Lately, I’ve been thinking a lot about privacy settings and whether they’re really guarantees, or just preferences dressed up to look like control.
On paper, systems like @SignOfficial make privacy feel configurable. You get selective disclosure, permissioned access, controlled sharing. You decide what to reveal, when to reveal it, and to whom. It almost feels like ownership the user is in charge of their own data.
But the more I dig in, the more I realize privacy sits inside a policy framework rather than outside of it.
Sure, the system lets you disclose selectively but it also defines the boundaries. What fields exist, what can be hidden, what must be shared for a transaction to work. If a service requires certain information, your “choice” isn’t absolute. You can refuse, but then access is denied. Privacy starts to feel less like full control and more like negotiated participation.
And it gets even trickier when policies change. An issuer can update requirements. A verifier can tighten rules.

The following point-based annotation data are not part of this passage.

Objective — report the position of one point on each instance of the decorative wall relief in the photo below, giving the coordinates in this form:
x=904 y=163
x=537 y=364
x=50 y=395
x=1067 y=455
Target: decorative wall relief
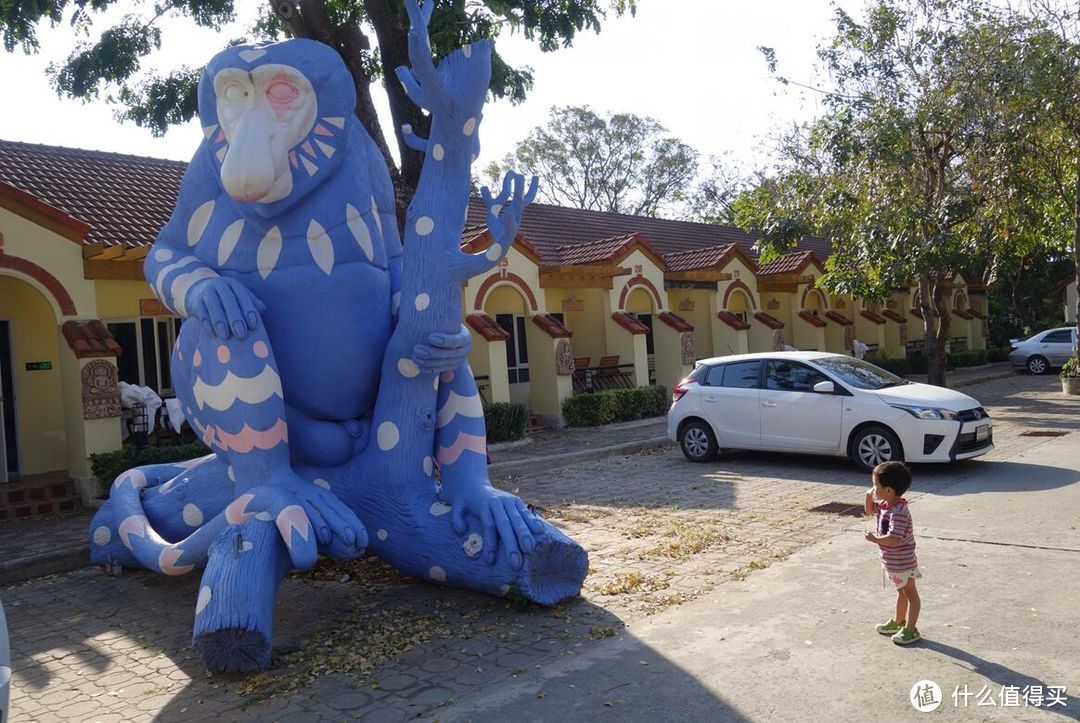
x=100 y=390
x=564 y=358
x=689 y=356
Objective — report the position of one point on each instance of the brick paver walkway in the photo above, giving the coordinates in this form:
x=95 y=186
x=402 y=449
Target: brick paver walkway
x=364 y=642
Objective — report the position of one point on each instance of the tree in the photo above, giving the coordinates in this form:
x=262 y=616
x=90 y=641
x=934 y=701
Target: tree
x=1047 y=103
x=886 y=172
x=713 y=198
x=622 y=163
x=370 y=37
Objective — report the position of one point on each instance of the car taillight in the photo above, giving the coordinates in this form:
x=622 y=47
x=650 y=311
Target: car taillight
x=679 y=390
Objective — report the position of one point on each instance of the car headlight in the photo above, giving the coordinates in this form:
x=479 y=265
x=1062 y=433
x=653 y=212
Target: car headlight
x=926 y=412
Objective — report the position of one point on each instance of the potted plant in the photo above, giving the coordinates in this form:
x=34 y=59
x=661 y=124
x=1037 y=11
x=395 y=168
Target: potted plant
x=1070 y=376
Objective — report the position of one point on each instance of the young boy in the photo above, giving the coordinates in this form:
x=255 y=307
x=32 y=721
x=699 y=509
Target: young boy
x=895 y=539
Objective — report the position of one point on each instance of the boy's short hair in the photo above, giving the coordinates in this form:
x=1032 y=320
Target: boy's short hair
x=893 y=474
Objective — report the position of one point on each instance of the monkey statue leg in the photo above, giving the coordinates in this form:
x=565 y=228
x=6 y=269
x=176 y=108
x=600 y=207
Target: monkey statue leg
x=232 y=395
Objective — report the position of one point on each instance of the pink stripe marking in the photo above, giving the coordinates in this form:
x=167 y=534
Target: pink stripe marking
x=248 y=439
x=448 y=455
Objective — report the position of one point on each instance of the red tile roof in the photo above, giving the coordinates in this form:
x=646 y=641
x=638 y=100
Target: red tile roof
x=90 y=338
x=125 y=199
x=812 y=320
x=486 y=326
x=838 y=318
x=592 y=252
x=771 y=322
x=675 y=321
x=732 y=321
x=787 y=264
x=699 y=258
x=899 y=318
x=552 y=325
x=630 y=323
x=551 y=227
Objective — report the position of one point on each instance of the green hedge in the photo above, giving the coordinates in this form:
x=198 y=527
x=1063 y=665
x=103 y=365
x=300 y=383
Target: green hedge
x=109 y=465
x=504 y=422
x=592 y=409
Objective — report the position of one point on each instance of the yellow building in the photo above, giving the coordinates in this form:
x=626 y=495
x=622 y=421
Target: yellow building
x=583 y=300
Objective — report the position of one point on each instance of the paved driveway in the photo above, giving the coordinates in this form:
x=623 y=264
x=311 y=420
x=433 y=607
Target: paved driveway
x=360 y=640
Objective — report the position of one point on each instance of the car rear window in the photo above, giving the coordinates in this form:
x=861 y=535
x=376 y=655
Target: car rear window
x=741 y=375
x=1057 y=337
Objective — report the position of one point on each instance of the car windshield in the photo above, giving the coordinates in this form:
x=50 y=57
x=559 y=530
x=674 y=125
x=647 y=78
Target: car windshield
x=859 y=374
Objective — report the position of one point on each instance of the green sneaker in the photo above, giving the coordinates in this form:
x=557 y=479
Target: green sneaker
x=889 y=628
x=906 y=637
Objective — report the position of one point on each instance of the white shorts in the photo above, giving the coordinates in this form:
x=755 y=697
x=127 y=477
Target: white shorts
x=900 y=578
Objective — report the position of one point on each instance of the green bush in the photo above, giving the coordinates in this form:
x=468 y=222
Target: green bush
x=109 y=465
x=592 y=409
x=504 y=422
x=1071 y=369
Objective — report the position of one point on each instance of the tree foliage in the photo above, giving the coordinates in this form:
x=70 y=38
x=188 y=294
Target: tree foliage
x=621 y=162
x=370 y=37
x=891 y=172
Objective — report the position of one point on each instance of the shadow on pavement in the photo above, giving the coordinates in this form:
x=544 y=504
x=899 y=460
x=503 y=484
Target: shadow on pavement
x=1000 y=674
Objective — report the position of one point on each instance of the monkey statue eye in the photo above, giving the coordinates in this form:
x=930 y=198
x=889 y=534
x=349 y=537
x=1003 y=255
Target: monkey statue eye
x=282 y=92
x=234 y=92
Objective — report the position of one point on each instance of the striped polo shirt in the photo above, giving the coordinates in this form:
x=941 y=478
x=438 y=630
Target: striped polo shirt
x=894 y=520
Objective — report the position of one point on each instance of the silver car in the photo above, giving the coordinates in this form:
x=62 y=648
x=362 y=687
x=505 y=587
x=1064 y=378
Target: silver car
x=1041 y=351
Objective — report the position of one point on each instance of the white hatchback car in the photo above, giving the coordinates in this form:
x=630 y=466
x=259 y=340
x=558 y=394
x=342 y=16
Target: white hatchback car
x=822 y=403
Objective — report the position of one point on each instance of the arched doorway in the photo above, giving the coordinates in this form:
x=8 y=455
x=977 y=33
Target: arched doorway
x=30 y=377
x=640 y=304
x=509 y=308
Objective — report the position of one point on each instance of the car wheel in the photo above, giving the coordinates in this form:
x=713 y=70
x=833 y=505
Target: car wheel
x=873 y=445
x=698 y=442
x=1038 y=364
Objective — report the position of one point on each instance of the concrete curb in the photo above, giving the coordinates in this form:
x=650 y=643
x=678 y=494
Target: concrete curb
x=46 y=563
x=564 y=458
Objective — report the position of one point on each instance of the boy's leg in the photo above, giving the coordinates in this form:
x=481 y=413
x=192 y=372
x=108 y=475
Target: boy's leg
x=914 y=603
x=901 y=614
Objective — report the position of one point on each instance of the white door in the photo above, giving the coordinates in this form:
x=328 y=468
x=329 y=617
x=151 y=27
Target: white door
x=793 y=415
x=729 y=398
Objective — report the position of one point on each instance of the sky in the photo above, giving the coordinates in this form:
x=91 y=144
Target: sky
x=692 y=65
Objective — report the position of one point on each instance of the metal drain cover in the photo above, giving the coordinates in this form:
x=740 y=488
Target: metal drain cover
x=844 y=509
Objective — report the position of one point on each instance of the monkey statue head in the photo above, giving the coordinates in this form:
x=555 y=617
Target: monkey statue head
x=277 y=118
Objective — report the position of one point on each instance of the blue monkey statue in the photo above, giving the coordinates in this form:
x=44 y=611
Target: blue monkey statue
x=322 y=360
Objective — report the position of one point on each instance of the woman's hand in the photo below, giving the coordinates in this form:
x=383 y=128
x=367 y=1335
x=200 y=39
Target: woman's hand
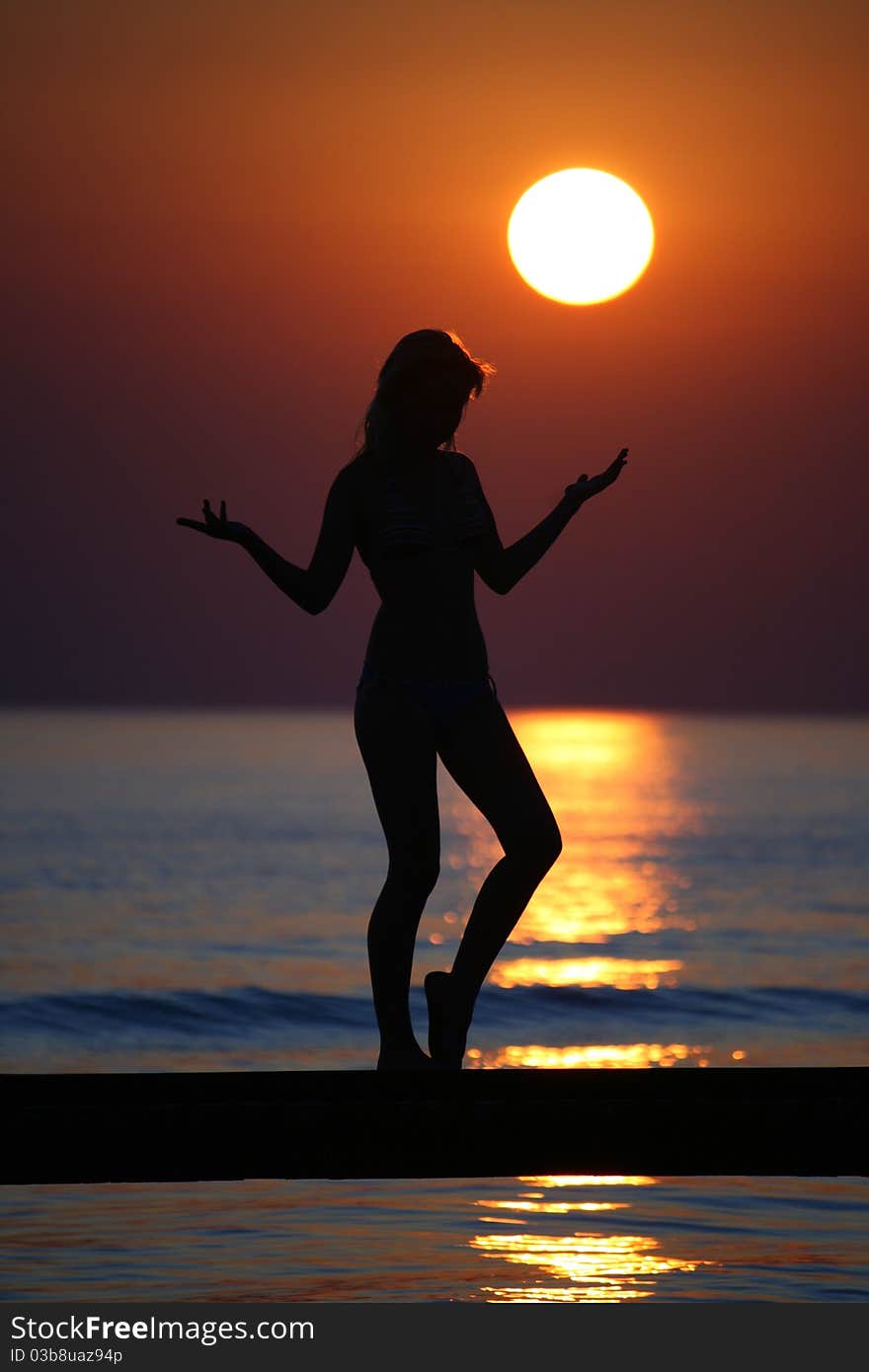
x=215 y=527
x=588 y=486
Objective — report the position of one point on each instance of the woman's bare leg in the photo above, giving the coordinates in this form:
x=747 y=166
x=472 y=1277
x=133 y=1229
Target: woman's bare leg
x=398 y=751
x=486 y=760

A government can redefine what must be disclosed for compliance. The cryptography remains solid, but the rules around it shift. What was optional yesterday can become mandatory tomorrow and the system doesn’t break.
From the outside, everything still looks privacy-preserving. The proofs verify. Data is still selectively disclosed. But the room for keeping things private can quietly shrink one policy update at a time.
$SIGN makes privacy technically possible, and the tools are there. The controls are there. But whether those controls remain in the hands of users or slowly shift toward issuers and regulators feels like a separate question entirely.
So now I wonder: in identity systems, do we truly own our privacy, or are we just allowed to configure it within rules that can change without warning?